In a worrying turn of events for the aviation industry, Korean Air has confirmed that the personal details of roughly 30,000 current and former employees have been stolen. This news, shared on December 29, 2025, follows a similar security problem at South Korea’s Asiana Airlines earlier this month, where 10,000 staff records were compromised.
How did the breach happen?
Korea JoongAng Daily reports that the data was not taken directly from Korean Air’s main systems. Instead, the hackers targeted a company called KC&D Service (Korean Air Catering & Duty-Free).

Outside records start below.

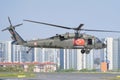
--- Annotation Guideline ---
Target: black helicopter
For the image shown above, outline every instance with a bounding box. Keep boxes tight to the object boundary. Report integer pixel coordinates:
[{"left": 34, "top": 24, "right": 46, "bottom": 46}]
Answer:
[{"left": 2, "top": 17, "right": 120, "bottom": 54}]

This company used to be a division of Korean Air but was sold to a private investment group named Hahn & Company in 2020. Despite the sale, KC&D still handles in-flight meals and duty-free goods for the airline, and Korean Air still holds a 20% stake in the business.
“KC&D Service (KC&D)*, an in-flight meal and in-flight sales company that was spun off from our company in 2020 and operates as a separate entity, was recently attacked by an external hacker group. It is understood that during this process, the personal information (names, account numbers) of our employees stored on that company’s ERP server was leaked,” the notice reads.
The attackers, reportedly, broke into KC&D’s ERP server (the main system used to manage company resources), likely by exploiting a vulnerability in a popular business software called Oracle E-Business Suite (EBS).
This specific vulnerability, tracked as CVE-2025-61882, may have allowed hackers to bypass security checks and take control of the server without needing a username or password. The same vulnerability had previously allowed attackers to breach Envoy Air, the largest carrier operating under American Airlines.
Who is Responsible?
This suspicion arises because the infamous digital extortionist group known as the Cl0p gang has claimed responsibility for this data breach. Hackread.com’s recent reporting reveals that Cl0p, a Russian-speaking gang famous for targeting high-value organisations, has been exploiting this Oracle software flaw since early August.
Korean Air is just one of its many victims as Cl0p has used this same method to target organisations worldwide, including Envoy Air (an American Airlines subsidiary), Harvard University, the University of Pennsylvania, The Washington Post, and Logitech.
In this instance, the group has already started posting nearly 500 GB of stolen files on the dark web because the affected companies refused to pay a ransom.
What information was taken?
The stolen data, reportedly, includes very sensitive details like employee names and bank account numbers stored in the company’s resource planning system. While this is a major concern for the staff, the airline has been quick to reassure the public that customer data, such as flight bookings or credit card details, was not affected in this specific incident.
Woo Kee-hong, the vice chairman of Korean Air, sent a personal message to his team explaining that the company is taking the matter “very seriously.”
“Korean Air takes this incident very seriously, especially since it involves employee data, even if it originated from a third-party vendor that was sold off. We are currently focusing all our efforts on identifying the full scope of the breach and who was affected.”
The airline has already finished emergency security updates and cut off digital links with KC&D to stop any more data from leaking. They have also reported the situation to the Korea Internet and Security Agency (KISA), and is now warning employees to be extremely careful about suspicious text messages or emails that might be part of a follow-up scam.
South Korea and Recent Data Breaches
South Korea has been the epicentre of large-scale data breaches and cyber attacks. Earlier in December 2025, Coupang, the country’s alternative shopping giant to Amazon, suffered a data breach in which all of its 33.7 million users had their data stolen. Days later, the company’s offices were raided, and its CEO, Park Dae-jun, had to resign.
In May 2025, South Korean telecommunications giant SK Telecom revealed a malware attack that remained hidden for nearly two years, leading to the leaking of 26.69 million IMSI units and 9.82 GB of USIM data.